Last Friday, we got a Samsung Blackjack II (not by choice) in the family and naturally, being the Chief Geek, I had the "honor" of setting the phone up. I have to say this Q/BlackBerry killer turns out to be quite a disappointment. The WM6 user interface is convoluted, the device is cluttered with AT&T junkware and the thumb keyboard feels cramped. Motorola's mobile enterprise messaging and calendaring suite called Good is a pain to use.
But the biggest turn-off is the booklet of manual that comes with the phone. Why couldn't the product designers make a feature so intuitive that it needs little to no explanation?
As WSJ's review of the Flip says: "[Devices should be] so simple, mastery is immediate, and so is your sense of pride and happiness."
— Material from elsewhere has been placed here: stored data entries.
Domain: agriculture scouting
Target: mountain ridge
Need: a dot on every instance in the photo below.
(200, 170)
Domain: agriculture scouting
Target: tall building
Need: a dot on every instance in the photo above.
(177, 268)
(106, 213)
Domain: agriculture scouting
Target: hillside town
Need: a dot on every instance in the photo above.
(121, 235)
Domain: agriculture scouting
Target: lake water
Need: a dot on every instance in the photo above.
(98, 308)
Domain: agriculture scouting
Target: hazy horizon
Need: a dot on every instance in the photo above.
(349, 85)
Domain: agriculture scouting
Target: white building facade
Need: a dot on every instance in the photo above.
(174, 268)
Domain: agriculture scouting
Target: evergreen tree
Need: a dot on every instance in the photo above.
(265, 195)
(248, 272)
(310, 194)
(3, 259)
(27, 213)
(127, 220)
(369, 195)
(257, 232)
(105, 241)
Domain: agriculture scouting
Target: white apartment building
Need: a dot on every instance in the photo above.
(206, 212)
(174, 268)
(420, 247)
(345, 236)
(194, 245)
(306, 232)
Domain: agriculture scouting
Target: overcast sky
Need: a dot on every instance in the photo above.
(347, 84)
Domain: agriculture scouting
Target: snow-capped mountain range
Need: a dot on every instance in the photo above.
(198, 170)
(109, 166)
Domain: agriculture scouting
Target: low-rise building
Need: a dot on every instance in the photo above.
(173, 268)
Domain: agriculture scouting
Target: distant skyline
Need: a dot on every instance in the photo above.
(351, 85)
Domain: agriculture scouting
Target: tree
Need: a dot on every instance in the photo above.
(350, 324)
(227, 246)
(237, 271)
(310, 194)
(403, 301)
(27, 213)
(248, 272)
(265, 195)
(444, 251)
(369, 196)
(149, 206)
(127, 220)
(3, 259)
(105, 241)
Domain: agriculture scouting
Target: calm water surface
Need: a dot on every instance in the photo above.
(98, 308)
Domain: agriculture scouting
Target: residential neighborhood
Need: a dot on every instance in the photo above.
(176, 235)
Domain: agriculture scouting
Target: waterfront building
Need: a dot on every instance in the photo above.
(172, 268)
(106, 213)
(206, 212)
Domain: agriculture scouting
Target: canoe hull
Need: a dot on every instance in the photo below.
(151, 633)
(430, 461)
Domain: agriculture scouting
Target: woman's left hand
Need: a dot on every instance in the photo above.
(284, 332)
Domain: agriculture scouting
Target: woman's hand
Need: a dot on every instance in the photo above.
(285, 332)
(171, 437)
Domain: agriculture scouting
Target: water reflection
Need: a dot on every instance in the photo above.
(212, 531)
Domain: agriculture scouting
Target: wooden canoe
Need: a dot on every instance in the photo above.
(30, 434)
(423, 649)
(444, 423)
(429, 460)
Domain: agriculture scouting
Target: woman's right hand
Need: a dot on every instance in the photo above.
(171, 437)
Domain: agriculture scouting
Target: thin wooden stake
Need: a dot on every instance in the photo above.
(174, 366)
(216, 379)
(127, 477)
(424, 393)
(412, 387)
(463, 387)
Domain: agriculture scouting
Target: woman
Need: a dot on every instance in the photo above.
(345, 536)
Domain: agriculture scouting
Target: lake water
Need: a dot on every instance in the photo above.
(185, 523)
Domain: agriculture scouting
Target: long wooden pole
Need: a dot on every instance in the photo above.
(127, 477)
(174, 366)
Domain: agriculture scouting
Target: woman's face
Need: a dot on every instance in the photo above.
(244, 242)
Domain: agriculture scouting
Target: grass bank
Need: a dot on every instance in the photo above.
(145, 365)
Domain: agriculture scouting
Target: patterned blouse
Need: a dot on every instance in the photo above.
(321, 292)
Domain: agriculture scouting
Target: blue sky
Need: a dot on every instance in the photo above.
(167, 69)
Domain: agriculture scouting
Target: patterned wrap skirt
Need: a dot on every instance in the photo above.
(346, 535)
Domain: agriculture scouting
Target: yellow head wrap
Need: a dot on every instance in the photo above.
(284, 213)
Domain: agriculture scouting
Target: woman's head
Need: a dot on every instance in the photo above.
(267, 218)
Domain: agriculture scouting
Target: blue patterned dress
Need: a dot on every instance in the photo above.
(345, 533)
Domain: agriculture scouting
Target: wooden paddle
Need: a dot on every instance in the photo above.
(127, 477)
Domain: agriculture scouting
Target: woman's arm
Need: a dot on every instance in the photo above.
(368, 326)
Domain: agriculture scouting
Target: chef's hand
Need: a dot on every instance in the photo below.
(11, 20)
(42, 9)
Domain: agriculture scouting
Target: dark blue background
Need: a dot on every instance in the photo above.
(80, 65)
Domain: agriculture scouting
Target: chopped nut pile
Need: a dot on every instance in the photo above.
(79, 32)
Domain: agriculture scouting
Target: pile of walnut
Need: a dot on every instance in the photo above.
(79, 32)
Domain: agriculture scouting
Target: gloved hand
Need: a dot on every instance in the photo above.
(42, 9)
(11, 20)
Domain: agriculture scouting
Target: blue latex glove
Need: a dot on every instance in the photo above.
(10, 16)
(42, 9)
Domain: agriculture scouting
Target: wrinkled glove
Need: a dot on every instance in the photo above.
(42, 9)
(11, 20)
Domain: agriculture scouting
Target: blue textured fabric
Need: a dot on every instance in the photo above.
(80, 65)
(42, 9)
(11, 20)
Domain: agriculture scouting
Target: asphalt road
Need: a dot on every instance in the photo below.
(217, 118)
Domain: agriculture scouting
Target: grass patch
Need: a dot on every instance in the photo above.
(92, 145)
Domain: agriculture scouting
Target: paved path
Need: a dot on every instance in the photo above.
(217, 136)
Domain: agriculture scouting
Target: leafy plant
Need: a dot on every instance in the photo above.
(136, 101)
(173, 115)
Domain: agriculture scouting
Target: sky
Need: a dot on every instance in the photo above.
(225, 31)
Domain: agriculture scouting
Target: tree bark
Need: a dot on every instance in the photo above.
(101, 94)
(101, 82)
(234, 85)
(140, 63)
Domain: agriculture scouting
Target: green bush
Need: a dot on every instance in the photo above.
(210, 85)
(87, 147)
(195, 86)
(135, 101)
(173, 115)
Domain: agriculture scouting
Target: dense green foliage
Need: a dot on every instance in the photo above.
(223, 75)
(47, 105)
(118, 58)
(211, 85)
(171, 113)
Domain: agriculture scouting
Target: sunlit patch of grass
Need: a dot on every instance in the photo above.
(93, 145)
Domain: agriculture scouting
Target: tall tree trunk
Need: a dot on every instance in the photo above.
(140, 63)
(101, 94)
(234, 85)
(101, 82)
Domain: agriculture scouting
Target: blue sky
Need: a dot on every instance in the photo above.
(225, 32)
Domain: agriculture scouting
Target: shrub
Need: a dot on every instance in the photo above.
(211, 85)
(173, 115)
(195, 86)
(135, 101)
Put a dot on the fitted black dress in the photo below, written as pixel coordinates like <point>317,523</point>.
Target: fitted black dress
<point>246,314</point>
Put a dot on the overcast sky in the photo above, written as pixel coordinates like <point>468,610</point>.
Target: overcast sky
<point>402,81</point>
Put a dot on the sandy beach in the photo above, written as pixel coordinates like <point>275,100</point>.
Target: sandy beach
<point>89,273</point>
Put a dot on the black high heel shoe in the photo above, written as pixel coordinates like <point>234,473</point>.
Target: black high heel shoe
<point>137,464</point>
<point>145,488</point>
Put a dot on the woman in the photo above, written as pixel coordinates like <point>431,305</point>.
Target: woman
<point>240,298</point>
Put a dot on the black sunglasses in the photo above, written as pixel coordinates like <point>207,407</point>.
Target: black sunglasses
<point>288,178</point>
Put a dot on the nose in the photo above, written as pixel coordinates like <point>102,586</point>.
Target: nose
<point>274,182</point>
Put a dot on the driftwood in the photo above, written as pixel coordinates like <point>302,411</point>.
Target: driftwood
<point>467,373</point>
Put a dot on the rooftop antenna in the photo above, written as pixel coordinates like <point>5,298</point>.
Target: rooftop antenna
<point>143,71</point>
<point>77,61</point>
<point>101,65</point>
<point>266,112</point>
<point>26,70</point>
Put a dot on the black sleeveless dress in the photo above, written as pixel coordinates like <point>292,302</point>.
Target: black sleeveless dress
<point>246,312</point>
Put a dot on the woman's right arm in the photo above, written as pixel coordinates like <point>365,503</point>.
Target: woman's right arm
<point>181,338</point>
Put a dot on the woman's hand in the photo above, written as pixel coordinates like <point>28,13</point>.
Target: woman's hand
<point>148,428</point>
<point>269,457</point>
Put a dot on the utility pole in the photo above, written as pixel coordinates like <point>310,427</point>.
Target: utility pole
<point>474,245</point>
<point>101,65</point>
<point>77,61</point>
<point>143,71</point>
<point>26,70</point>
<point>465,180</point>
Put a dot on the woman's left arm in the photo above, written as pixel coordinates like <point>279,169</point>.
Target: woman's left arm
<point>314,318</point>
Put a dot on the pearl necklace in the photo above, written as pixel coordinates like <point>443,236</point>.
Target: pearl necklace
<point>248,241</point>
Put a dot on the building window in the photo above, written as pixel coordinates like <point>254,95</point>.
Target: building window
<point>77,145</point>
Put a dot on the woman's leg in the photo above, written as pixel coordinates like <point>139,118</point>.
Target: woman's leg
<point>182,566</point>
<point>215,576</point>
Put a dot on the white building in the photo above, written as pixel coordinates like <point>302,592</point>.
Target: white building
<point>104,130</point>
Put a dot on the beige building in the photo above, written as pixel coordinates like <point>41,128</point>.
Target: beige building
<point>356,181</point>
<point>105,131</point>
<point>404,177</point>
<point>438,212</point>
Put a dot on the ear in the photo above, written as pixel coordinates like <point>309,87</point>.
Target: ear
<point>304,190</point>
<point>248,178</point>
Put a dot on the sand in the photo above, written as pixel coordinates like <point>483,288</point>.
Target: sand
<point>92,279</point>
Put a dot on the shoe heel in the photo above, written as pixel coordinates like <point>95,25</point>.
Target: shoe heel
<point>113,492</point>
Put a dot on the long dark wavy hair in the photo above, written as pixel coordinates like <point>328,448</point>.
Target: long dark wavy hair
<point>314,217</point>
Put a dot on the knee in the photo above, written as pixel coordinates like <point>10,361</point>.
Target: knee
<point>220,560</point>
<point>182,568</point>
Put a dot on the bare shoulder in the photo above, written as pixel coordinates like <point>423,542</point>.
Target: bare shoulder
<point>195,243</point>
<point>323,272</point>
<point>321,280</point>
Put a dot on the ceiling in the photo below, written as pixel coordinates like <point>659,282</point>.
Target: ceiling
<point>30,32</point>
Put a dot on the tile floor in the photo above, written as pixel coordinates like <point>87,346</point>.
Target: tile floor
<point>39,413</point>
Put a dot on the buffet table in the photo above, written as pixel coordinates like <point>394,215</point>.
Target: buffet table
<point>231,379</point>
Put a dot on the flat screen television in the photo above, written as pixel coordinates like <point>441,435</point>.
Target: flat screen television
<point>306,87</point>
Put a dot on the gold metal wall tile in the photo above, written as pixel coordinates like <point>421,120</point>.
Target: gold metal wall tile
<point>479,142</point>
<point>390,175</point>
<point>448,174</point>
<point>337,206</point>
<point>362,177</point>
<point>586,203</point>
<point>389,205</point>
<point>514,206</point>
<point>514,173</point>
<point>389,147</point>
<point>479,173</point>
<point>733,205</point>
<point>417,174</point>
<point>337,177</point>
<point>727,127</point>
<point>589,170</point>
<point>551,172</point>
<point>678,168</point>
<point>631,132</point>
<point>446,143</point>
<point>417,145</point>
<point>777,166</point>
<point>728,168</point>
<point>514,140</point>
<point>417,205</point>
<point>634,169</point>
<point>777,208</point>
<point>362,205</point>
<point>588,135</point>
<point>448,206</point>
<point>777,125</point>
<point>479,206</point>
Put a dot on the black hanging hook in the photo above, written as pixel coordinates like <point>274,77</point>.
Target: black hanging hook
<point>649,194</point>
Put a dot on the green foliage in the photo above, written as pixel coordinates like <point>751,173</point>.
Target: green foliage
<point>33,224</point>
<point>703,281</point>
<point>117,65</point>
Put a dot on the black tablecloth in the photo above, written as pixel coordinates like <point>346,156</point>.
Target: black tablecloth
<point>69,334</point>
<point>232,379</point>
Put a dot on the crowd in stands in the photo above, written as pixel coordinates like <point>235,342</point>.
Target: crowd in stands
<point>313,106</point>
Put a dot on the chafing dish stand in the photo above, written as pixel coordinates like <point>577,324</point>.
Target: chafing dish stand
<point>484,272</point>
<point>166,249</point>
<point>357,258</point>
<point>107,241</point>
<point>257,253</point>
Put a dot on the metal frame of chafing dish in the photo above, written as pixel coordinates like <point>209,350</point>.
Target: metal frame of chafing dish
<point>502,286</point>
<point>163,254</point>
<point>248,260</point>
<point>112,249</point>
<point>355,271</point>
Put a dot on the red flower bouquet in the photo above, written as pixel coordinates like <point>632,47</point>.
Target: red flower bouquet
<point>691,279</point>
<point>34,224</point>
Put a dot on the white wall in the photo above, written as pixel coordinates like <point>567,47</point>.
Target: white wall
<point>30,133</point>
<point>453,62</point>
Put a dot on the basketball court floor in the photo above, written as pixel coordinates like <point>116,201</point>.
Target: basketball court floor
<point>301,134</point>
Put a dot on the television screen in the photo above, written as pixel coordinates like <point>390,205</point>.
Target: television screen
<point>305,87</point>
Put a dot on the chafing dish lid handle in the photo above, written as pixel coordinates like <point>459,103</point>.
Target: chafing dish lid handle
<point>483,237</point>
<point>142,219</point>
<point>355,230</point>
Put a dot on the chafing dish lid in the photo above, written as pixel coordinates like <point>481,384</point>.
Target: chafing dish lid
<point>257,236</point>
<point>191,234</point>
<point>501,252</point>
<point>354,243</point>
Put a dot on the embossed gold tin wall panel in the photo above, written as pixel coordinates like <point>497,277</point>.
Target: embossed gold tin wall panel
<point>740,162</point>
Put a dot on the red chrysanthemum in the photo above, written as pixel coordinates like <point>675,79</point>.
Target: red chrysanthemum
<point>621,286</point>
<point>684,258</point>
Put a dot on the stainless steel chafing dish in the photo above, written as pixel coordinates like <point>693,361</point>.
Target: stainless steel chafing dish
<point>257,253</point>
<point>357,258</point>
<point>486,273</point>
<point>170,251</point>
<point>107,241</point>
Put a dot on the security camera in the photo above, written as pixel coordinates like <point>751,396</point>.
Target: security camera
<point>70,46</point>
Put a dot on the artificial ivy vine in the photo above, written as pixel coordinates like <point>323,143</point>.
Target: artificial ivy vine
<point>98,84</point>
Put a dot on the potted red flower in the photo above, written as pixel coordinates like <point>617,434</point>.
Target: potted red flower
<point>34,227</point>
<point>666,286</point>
The importance of that latter part is what the collective Microsoft-AT&T-Samsung-Motorola team did not understand and embrace. While they packed the smartphone with an impressive list of functionalities, they also overlooked the experience of unboxing the gadget for the first time. Result: customers are overwhelmed with features they can't use unless they read the manual first.
In contrast, Apple's approach to product design reflects in their minimalistic user manual. The entire iPhone manual comes on a single double-sided sheet with large screenshots.
If you make a consumer product, it's best to assume they won't read the manual at all.
If your product has features that are fragile or unusable without some manual reading up front, you need to rethink your design.
If you're improving on a product, slashing the existing manual by 50% or more should be a top priority. Then slash it again. Why do it if people aren't going to read it? Because the exercise forces you to create intuitive features, leading to a better experience, therefore a better product.